Nero Kane: « Tales of Faith and Lunacy »

Avec une proposition fascinante et convaincante, Tales of Faith and Lunacy est le dernier album du compositeur italien Nero Kane (de son vrai nom Marco Mezzadri). C’est un disque qui émerge et rayonne de l’obscurité, des ombres chargées de tentations et des paysages cinématographiques s’alignant autour d’un lyrisme psycho-folk sombre et de l’imagination. Il s’agit aussi ici d’une hantise crépusculaire qui nous est tout simplement captivante du début à la fin.

Le son de Nero Kane est une étreinte ténébreuse de blues, de psychisme et de rock sombre dans une toile nourrie par le « desert rock », bien qu’à travers les ballades sombres, la tapisserie se révèle beaucoup plus impliquée dans les styles et les saveurs de l’album. Tales of Faith and Lunacy est un voyage intemporel conçu dans une vision personnelle de la foi entre spiritualité et passion. L’énergie et la tension qui se dégagent de ces deux aspects donnent un drame qui s’imprègne à chaque seconde d’une sortie qui s’élève d’un paysage poussiéreux du Far West pour enlacer et explorer des visions mystiques et intimement coulées. En plus de cette puissante incitation à l’imagination, le disque met également en vedette la remarquable entreprise de la chanteuse/ musicienne Samantha Stella qui fournit également les paroles de trois de ses titres, le violon/les cordes de Nicola Manzan, et le guitariste/claviériste et producteur de l’album Matt Bordin (Thurston Moore, Michael Zerang, Jackie O’ Motherfucker, Delaney Davidson, Squadra Omega).

Tales of Faith and Lunacy est l’un de ces disques qui évoqueront des réactions et des sentiments individuels tout en suscitant des aventures tout aussi obsédantes dans l’imagination, mais qui ne manqueront pas d’attirer l’attention et de tout déclencher dès les premiers souffles de « Lord Won’t Come ». Une douce caresse des cordes de la guitare attire les oreilles, la répétition apportant une expiration mélancolique sur les sens avant que des soupirs d’origine psychique ne viennent chatoyer derrière les tons tout aussi convaincants de Kane. Ses mots descriptifs et son récit émergent sont tout aussi séduisants que la trame minimaliste mais riche de sons qui les entoure. Il y a une volatilité dans le ventre de la séduction, qui s’intensifie par la suite, une intrusion sonore qui se nourrit de chansons et de sens pour ajouter à la fascination et à la tentation.

Atmosphérique, évocateur et obsédant, c’est un puissant début de libération ; une aube saisissante de captivation qui se poursuit avec Mechthild. Ce titre inspiré de la mystique chrétienne du treizième siècle Mechthild Von Magdeburg, dont les écrits sont cités sur l’album, chante presque à l’oreille avec son chatoiement psychédélique et son ivresse mélodique. La voix de Stella enrichit sa puissance, ses sonorités sont autant une intrusion qu’une beauté sirénique dans un morceau qui ne cesse d’envoûter.

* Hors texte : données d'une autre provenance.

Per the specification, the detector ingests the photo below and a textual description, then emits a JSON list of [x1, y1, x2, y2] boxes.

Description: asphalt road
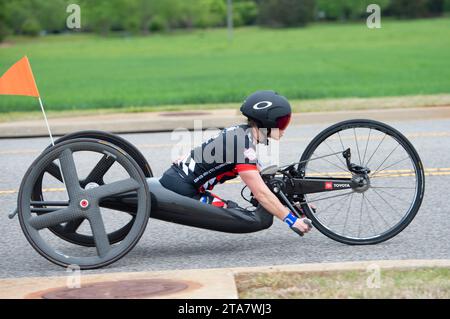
[[0, 119, 450, 278]]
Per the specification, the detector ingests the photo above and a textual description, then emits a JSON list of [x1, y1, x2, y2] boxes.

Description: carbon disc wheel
[[33, 131, 153, 247], [298, 120, 425, 245], [18, 139, 151, 269]]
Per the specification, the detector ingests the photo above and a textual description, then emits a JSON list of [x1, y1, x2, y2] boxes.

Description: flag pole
[[38, 96, 55, 146]]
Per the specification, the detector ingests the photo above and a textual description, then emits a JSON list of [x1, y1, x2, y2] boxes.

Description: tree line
[[0, 0, 450, 41]]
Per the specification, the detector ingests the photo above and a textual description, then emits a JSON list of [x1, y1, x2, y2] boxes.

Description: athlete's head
[[241, 91, 292, 140]]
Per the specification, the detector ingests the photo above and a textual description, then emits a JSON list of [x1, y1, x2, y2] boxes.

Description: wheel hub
[[80, 199, 89, 209], [352, 175, 370, 193]]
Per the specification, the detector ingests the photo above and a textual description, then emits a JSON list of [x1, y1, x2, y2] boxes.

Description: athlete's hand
[[292, 218, 312, 236]]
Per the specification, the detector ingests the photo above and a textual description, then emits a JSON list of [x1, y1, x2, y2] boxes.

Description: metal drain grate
[[41, 279, 189, 299]]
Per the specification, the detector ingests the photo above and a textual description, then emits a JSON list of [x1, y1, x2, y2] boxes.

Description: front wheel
[[298, 120, 425, 245]]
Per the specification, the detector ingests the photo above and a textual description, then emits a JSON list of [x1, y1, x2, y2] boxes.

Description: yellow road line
[[0, 132, 450, 155], [0, 167, 450, 196]]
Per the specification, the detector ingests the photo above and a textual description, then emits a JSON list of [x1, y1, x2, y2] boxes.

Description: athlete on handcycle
[[160, 91, 311, 233]]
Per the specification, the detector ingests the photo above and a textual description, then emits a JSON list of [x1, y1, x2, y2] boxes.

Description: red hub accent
[[80, 199, 89, 208]]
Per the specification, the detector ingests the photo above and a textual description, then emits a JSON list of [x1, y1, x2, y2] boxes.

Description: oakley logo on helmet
[[253, 101, 273, 110]]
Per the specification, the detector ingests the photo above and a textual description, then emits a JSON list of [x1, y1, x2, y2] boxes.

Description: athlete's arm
[[239, 170, 309, 233]]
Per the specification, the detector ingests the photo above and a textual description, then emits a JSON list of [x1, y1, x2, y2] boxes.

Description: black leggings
[[159, 166, 226, 207], [159, 166, 201, 199]]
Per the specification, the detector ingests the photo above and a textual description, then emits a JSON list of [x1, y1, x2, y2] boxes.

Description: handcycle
[[10, 119, 425, 269]]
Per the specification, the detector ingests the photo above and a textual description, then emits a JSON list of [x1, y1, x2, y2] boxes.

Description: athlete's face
[[270, 128, 285, 141]]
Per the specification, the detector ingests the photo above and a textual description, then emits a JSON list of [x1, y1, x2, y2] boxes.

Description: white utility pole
[[227, 0, 233, 42]]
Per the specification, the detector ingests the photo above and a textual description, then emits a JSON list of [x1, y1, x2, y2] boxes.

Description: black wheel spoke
[[89, 178, 140, 199], [28, 208, 84, 230], [372, 143, 400, 179], [369, 156, 410, 178], [362, 128, 372, 166], [366, 197, 391, 228], [324, 141, 347, 174], [85, 155, 116, 184], [312, 152, 348, 172], [342, 193, 355, 235], [46, 162, 64, 183], [59, 149, 81, 198], [330, 193, 353, 224], [365, 133, 387, 166], [372, 189, 403, 221], [372, 187, 411, 205], [308, 191, 354, 203], [63, 218, 84, 233], [370, 186, 416, 189], [89, 209, 111, 257], [353, 128, 362, 165], [363, 193, 377, 235]]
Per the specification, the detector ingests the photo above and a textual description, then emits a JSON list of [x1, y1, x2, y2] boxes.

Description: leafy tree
[[259, 0, 315, 27], [234, 0, 259, 26], [317, 0, 390, 21]]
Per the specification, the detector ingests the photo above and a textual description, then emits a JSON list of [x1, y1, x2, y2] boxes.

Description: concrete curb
[[0, 259, 450, 299], [0, 106, 450, 138]]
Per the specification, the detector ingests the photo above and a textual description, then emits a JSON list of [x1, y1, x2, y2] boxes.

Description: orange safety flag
[[0, 56, 40, 97]]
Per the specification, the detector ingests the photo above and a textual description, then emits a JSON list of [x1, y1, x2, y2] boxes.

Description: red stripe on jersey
[[236, 164, 258, 173]]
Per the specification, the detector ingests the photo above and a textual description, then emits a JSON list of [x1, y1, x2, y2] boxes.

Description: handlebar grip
[[291, 227, 305, 237], [303, 218, 312, 229]]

L’écho des saintes femmes se poursuit à travers Marie du silence et Madgalène, la première autre hypnotique dans ses leurres répétitifs et passionnante dans son entreprise tout aussi lancinante et peu délicate mais irrésistible. Une fois de plus, les mots sont aussi puissants que les voix de Kane et de Stella, une combinaison qui dévore doucement mais sombrement les passions tout aussi habilement chez son successeur. La terre sale et suggestive du désert enivre l’air tandis que les guitares en donnent la description, le chant portant l’insinuation et l’indication mystique comme une tache solaire drapée d’ombre.

Pour être honnête, l’expérience ne peut que révéler la force, le magnétisme et la profondeur des chansons de Tales of Faith and Lunacy, dont « Lost Was the Road » est un exemple typique. Nous ne pouvons que faire allusion à sa splendeur glaciale et à sa majesté caligineuse, mais nous pouvons nous faire l’écho de la captivation de son découragement nostalgique et de sa beauté doloureuse.

L’album a complété sa fascination avec le dernier couple de I Believe et Angelene’s Desert. Des touches sépia et des mélodies mélancoliques illuminent le rayonnement du premier, offrant une captivation inéluctable, tandis que le second attire toute l’attention sur le moment le plus sombre, le plus intense et le plus obsédant de l’album. Même dans sa ténébreuse noirceur, l’album a un certain éclat créatif et émotionnel qui attire l’imagination.

C’est une belle fin pour une sortie glorieuse, qui ne cesse de nous envoûter, comme tant d’autres déjà, à chaque écoute.